Free-energy barrier formalism for Ca²⁺ transport into mitochondria via the Ca²⁺ uniporter. (A) (I–III) Consecutive states of the Ca²⁺-bound uniporter functional unit in the process of Ca²⁺ translocation that is used to derive the dependence of the rate of Ca²⁺ transport on the electrostatic membrane potential ΔΨ. Here, α_e is the ratio of the potential difference between Ca²⁺ bound at the site of uniporter facing the external side of the IMM and Ca²⁺ in the bulk phase to the total membrane potential ΔΨ, α_x is the ratio of the potential difference between Ca²⁺ bound at the site of uniporter facing the internal side of the IMM and Ca²⁺ in the bulk phase to the total membrane potential ΔΨ, β_e is the displacement of external Ca²⁺ from the coordinate of maximum potential barrier, and β_x is the displacement of internal Ca²⁺ from the coordinate of maximum potential barrier. (B) Potential energy barrier profile along the reaction coordinate that is used to derive the dependence of the rate of Ca²⁺ transport on the electrostatic membrane potential ΔΨ. The dashed line shows the profile of the potential created by the electric field of the charged membrane.

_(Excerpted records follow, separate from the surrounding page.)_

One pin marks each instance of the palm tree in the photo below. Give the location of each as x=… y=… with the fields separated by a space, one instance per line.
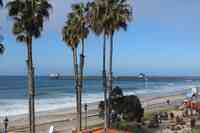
x=119 y=13
x=71 y=37
x=28 y=21
x=2 y=48
x=96 y=12
x=109 y=16
x=1 y=2
x=79 y=11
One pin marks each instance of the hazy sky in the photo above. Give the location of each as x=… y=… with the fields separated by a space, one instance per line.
x=163 y=39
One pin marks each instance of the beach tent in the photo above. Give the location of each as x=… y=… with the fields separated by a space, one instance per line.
x=189 y=95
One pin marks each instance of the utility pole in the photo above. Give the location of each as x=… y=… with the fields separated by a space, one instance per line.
x=86 y=114
x=5 y=125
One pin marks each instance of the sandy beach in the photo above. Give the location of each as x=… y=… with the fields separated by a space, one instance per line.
x=64 y=119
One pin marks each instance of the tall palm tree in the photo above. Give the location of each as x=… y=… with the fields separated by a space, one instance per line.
x=1 y=48
x=118 y=14
x=96 y=12
x=71 y=37
x=28 y=21
x=107 y=16
x=79 y=11
x=1 y=2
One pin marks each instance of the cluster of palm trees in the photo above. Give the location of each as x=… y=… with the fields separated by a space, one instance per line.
x=102 y=17
x=2 y=49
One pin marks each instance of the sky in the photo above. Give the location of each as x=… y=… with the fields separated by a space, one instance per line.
x=163 y=39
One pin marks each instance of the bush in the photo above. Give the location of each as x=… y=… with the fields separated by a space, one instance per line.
x=127 y=107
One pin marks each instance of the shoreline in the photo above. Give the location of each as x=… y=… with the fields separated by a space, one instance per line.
x=65 y=117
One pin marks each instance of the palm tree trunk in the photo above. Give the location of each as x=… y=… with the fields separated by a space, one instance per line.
x=31 y=87
x=82 y=62
x=110 y=80
x=105 y=85
x=77 y=88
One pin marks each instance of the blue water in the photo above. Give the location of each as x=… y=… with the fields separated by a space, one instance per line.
x=55 y=94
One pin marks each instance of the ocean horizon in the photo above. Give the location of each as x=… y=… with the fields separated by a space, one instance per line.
x=54 y=94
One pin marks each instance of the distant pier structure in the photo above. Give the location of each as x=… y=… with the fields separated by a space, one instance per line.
x=54 y=76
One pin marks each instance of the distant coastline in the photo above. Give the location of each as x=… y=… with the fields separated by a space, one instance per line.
x=120 y=77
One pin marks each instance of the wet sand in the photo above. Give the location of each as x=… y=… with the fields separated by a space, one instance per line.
x=64 y=120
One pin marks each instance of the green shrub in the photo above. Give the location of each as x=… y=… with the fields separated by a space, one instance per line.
x=196 y=130
x=127 y=107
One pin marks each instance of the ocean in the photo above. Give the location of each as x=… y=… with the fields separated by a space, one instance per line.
x=54 y=94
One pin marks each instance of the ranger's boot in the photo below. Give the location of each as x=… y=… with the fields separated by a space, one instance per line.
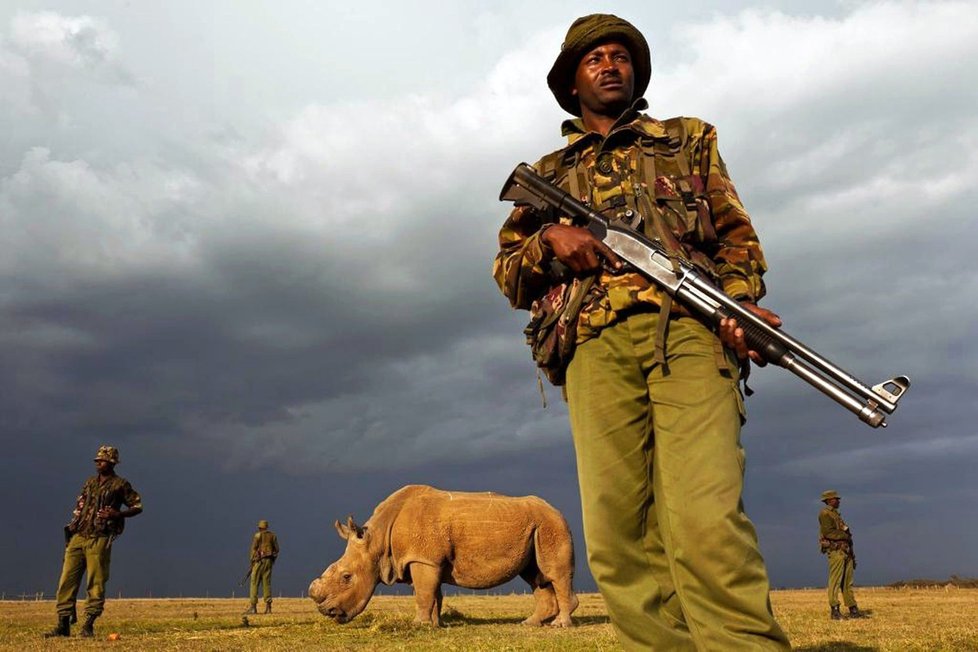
x=88 y=629
x=63 y=628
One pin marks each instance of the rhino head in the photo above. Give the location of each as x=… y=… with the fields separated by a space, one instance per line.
x=346 y=586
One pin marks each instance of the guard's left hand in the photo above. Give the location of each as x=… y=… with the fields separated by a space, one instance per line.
x=733 y=336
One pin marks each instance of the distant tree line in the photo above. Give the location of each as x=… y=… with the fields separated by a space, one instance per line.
x=954 y=580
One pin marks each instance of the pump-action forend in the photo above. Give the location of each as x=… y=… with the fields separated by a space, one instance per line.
x=710 y=305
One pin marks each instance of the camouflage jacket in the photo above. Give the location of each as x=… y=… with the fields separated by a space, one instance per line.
x=114 y=492
x=692 y=197
x=264 y=544
x=833 y=532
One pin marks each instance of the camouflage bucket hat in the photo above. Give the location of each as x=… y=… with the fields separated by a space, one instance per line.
x=829 y=495
x=585 y=34
x=107 y=453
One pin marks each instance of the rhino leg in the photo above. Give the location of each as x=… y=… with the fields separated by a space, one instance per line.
x=566 y=601
x=555 y=561
x=427 y=593
x=545 y=600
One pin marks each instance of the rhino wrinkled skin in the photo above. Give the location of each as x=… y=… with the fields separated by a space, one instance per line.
x=425 y=537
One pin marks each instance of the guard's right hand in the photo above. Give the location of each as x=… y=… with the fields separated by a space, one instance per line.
x=578 y=249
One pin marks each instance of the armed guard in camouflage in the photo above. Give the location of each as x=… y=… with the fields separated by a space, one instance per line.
x=835 y=541
x=97 y=521
x=264 y=552
x=653 y=395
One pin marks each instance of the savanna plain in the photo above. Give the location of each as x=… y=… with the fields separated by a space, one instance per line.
x=900 y=620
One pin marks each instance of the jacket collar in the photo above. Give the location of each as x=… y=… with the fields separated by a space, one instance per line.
x=630 y=120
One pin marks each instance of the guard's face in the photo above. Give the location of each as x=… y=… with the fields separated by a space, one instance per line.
x=605 y=80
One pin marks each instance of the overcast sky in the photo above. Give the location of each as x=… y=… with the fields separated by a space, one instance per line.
x=250 y=245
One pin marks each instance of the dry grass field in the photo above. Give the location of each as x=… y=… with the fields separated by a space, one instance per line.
x=901 y=620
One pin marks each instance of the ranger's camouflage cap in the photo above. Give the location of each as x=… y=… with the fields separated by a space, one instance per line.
x=107 y=453
x=584 y=34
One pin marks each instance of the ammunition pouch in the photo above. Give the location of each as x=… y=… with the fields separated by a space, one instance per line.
x=552 y=331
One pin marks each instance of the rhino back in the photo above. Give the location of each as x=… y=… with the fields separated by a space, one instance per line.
x=480 y=540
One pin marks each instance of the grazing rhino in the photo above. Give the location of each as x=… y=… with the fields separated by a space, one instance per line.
x=425 y=537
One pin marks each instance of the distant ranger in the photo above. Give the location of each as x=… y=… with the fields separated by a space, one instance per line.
x=835 y=540
x=96 y=522
x=264 y=552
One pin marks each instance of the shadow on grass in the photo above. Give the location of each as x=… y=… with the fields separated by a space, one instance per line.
x=457 y=618
x=839 y=646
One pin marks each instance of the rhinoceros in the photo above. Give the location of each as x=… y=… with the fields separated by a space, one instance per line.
x=424 y=536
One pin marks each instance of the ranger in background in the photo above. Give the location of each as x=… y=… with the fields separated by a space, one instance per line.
x=97 y=521
x=264 y=552
x=835 y=540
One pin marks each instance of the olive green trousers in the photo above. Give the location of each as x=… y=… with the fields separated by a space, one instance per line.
x=661 y=468
x=90 y=555
x=841 y=570
x=261 y=572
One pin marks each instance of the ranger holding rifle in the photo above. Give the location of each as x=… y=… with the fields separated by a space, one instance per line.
x=97 y=520
x=264 y=552
x=835 y=541
x=653 y=394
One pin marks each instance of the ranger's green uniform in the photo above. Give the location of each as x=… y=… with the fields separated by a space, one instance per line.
x=835 y=541
x=655 y=407
x=89 y=538
x=264 y=552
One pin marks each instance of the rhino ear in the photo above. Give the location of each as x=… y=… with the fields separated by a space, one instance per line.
x=355 y=529
x=342 y=530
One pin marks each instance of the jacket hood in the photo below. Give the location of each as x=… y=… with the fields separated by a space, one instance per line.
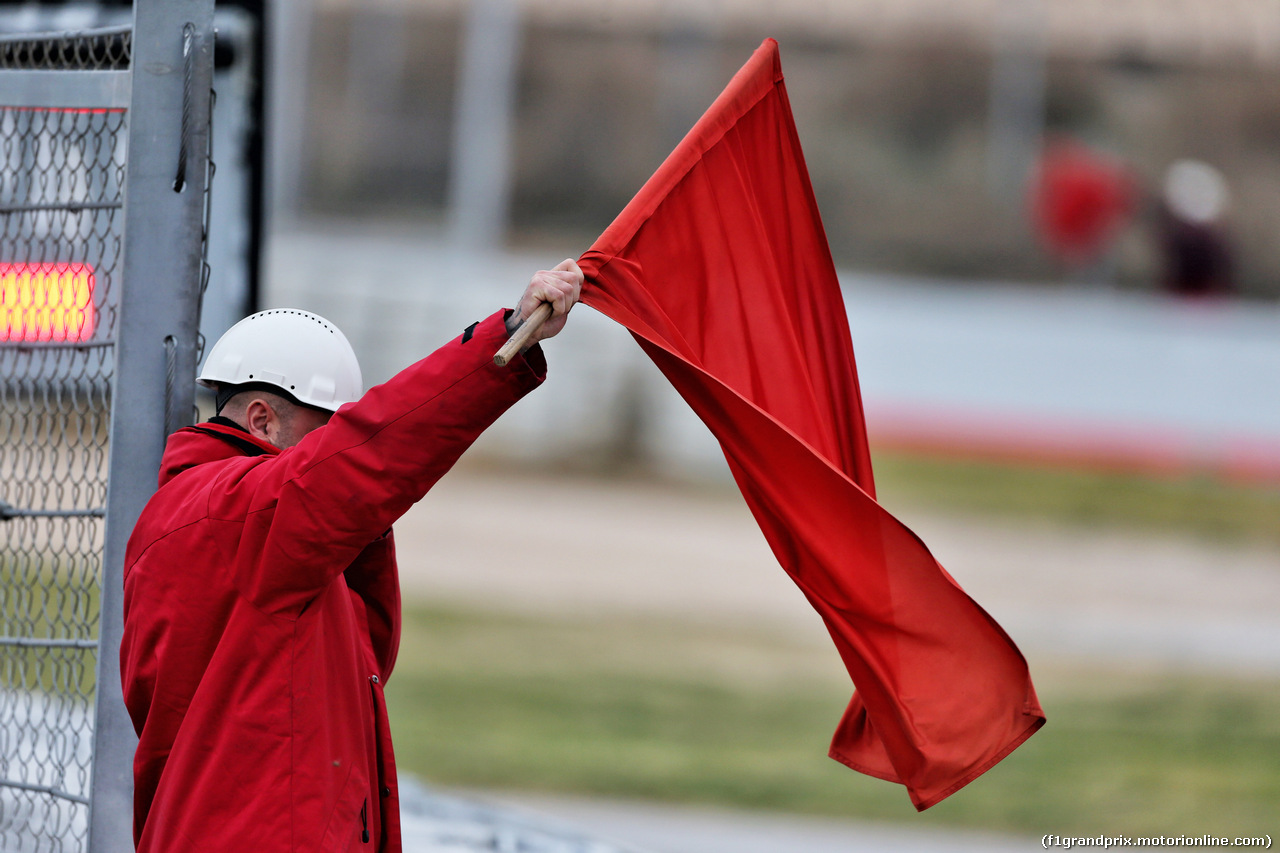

The points I, II, and III correspond to the Ca²⁺-bound uniporter states depicted in the upper panel A. The rate constants k_in and k_out are related to the changes in potential energy (Gibbs free-energy) ΔG_in and ΔG_out. Note that in the absence of electric field (ΔΨ = 0 mV), the heights of the free-energy barriers in the forward and reverse directions are equal when the dissociation constants for the binding of the external and internal Ca²⁺ to the uniporter are equal: that is, $\Delta G_{\text{in}}^0=\Delta G_{\text{out}}^0=\Delta G^0$ if and only if $K_{\text{e}}^0=K_{\text{x}}^0=K^0$.